Attending the The World Economic Forum meeting in Davos, Switzerland, Liberty Global CEO Mike Fries said the international cable operator’s European business is experiencing strong growth.
But low broadband penetration in Latin America meant that, while there remained an opportunity in the region, it could make sense for Liberty to separate that part of its business.
Liberty has already shed key assets in Australia and Asia, Austar and J:Com respectively, which Fries said has recouped the company US$6billion. In an interview with CNBC, the Liberty boss admitted he was more bullish than other business leaders on the growth opportunities in Europe.
Explaining the focus on the continent, Fries told the news channel that 90% of Liberty’s business is generated in Europe today compared with 50% two years ago. He added that 70% of company revenues are generated from four key markets: Belgium, Germany, the Netherlands and Switzerland. Ireland is Liberty’s single fastest growing market, he added.

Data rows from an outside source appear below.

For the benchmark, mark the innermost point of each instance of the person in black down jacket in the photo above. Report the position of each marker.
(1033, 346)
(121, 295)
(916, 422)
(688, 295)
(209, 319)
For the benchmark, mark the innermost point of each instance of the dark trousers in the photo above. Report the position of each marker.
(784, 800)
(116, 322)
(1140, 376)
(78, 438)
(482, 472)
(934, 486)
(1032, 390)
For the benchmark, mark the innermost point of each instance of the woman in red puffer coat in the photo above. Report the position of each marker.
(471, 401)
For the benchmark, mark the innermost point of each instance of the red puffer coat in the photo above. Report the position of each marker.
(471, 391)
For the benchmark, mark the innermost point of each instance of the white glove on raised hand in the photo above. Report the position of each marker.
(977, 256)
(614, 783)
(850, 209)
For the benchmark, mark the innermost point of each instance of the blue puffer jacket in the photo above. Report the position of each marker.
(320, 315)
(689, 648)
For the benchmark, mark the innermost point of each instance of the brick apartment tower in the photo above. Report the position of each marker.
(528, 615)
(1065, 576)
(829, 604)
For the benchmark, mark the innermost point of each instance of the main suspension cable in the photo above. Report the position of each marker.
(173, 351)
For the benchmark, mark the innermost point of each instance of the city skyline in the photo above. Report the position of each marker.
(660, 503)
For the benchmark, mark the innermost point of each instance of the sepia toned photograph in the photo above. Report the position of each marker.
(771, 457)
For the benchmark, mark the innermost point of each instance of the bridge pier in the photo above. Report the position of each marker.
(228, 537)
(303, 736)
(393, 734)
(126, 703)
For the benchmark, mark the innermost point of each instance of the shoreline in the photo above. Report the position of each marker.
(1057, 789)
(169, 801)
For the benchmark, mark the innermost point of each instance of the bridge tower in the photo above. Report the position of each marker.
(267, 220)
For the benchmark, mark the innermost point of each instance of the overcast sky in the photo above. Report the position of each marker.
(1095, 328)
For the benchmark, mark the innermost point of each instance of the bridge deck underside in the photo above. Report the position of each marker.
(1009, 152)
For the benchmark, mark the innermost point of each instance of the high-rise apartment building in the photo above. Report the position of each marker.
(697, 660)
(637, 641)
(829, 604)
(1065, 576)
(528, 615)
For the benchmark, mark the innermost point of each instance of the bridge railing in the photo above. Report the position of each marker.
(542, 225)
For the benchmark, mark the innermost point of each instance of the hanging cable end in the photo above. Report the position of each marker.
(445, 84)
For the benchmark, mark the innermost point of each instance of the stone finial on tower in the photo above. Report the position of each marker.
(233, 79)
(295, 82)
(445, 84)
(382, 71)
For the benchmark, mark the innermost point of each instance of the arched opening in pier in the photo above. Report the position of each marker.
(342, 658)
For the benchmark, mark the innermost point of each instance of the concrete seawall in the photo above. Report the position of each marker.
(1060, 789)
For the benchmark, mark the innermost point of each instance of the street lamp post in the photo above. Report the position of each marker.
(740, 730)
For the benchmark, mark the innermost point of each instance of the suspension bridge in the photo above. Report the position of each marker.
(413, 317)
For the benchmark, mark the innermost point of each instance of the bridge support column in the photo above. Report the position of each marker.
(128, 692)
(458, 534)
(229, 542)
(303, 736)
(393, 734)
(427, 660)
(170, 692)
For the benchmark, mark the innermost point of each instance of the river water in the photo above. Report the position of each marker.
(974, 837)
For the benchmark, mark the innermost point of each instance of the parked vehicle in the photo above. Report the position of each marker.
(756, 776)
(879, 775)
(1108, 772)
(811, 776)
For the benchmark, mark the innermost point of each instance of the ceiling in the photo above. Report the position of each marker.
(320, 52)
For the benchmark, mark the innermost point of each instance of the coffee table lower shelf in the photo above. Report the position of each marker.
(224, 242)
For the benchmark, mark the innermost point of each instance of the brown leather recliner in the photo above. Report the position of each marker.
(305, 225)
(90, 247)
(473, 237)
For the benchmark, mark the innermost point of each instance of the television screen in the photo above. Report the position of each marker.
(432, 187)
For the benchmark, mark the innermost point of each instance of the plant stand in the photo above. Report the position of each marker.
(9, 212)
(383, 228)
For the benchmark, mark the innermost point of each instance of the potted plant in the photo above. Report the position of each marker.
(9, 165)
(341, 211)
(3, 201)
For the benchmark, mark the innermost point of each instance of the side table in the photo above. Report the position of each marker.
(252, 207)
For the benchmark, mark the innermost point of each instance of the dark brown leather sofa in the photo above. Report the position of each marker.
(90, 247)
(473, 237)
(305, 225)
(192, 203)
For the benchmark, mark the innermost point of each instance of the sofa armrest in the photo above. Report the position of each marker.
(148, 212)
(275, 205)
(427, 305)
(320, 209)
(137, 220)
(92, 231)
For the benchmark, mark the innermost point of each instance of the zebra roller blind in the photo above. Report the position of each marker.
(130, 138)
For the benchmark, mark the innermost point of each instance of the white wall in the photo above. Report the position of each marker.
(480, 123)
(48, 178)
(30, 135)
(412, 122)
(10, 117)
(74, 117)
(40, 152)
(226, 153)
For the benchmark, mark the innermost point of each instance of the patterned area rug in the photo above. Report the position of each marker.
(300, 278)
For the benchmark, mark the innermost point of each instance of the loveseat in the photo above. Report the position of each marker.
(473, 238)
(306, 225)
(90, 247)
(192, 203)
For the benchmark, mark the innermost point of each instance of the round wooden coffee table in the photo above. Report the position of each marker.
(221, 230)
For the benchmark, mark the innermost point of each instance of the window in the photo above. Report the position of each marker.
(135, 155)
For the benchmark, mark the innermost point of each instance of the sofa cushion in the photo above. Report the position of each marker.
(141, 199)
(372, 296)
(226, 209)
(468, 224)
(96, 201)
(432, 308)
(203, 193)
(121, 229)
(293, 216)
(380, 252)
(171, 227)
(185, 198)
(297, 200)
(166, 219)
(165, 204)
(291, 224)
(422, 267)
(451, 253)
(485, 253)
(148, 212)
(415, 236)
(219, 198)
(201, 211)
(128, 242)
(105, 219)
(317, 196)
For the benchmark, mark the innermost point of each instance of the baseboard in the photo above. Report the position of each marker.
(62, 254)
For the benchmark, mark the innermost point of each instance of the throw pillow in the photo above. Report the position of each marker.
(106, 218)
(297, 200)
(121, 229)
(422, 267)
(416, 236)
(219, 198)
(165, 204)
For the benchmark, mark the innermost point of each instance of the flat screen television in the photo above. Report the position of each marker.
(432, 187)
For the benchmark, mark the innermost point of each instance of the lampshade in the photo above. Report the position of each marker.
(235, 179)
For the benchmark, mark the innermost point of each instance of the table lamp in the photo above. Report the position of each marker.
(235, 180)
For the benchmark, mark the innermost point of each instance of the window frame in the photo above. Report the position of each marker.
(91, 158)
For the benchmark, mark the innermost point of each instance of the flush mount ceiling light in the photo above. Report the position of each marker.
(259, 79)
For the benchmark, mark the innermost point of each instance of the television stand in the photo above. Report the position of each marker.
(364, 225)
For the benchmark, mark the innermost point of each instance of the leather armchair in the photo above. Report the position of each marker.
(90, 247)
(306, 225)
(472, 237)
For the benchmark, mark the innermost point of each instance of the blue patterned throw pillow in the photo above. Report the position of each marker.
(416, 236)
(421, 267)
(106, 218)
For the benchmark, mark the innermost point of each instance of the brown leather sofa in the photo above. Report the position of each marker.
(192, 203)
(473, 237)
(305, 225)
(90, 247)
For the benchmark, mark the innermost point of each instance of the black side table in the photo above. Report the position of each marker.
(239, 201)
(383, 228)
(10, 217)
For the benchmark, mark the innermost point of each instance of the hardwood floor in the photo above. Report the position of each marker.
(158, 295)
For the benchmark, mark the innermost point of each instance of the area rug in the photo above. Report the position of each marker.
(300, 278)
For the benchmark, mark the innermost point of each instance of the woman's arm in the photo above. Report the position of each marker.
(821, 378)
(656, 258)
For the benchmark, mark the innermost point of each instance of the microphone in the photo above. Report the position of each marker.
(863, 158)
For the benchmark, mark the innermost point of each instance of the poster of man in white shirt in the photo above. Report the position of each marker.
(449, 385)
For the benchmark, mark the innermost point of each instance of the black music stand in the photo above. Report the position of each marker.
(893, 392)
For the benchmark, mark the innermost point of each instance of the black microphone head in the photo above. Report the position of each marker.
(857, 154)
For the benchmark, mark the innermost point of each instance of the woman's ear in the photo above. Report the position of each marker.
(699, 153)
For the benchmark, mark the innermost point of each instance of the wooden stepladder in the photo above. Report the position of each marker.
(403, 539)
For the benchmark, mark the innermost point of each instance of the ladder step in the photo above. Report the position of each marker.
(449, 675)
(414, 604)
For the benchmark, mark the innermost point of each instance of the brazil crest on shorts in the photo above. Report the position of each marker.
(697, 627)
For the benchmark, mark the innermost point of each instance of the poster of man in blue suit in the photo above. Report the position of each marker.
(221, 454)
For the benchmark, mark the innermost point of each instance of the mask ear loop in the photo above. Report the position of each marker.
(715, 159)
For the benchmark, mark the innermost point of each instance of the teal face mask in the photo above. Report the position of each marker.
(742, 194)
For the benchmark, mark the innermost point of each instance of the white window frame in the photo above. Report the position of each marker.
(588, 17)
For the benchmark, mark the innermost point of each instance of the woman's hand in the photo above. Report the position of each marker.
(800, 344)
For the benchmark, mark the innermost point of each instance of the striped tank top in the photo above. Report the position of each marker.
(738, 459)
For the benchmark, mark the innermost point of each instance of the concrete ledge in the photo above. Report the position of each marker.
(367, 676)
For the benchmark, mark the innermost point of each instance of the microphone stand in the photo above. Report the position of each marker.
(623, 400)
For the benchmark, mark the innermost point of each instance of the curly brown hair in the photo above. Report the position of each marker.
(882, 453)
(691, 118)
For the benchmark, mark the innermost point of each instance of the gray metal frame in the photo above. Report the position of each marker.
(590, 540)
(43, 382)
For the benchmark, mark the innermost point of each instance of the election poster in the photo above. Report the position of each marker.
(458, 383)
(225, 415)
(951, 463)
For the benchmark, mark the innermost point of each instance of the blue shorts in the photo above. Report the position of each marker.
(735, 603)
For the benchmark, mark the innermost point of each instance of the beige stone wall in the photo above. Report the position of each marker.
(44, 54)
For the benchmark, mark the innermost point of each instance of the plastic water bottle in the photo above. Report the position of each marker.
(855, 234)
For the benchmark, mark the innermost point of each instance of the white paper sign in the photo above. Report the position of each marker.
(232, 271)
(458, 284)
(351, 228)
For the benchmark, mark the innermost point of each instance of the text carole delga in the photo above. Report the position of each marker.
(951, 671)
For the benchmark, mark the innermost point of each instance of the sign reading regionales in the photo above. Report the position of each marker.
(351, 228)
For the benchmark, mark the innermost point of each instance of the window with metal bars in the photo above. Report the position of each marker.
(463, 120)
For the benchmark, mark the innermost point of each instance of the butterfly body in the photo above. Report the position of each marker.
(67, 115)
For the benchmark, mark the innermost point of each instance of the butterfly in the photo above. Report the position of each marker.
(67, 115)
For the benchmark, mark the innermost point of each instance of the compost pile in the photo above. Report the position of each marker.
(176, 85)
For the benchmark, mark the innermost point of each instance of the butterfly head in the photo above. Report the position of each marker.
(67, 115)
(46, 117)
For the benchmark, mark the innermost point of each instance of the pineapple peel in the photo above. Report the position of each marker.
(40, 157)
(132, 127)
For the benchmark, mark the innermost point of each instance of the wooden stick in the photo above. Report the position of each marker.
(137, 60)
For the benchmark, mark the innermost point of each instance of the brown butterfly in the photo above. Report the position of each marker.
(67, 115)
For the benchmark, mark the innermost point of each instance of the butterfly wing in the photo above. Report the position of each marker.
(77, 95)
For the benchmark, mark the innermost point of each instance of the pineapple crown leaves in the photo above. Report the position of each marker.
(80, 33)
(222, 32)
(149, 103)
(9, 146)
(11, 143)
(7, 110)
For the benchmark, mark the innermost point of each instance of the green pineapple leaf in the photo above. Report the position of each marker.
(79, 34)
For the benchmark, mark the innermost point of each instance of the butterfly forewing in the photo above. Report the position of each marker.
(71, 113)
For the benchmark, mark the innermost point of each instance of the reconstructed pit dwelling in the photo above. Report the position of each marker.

Fries went on to address how the company’s next-generation Horizon settop will address fundamental issues faced by the cable industry.
Having noted that Europe’s cablers have large customer bases, the best content and big pipes through which to deliver services, Fries said: “There are three things we don’t do well. We don’t allow you to take your television [content] to other devices, we don’t bring web apps and internet TV to the television and we don’t have a great user experience, a great user interface.”
The Horizon service, developed with Samsung and Intel, will solve those issues, he claimed.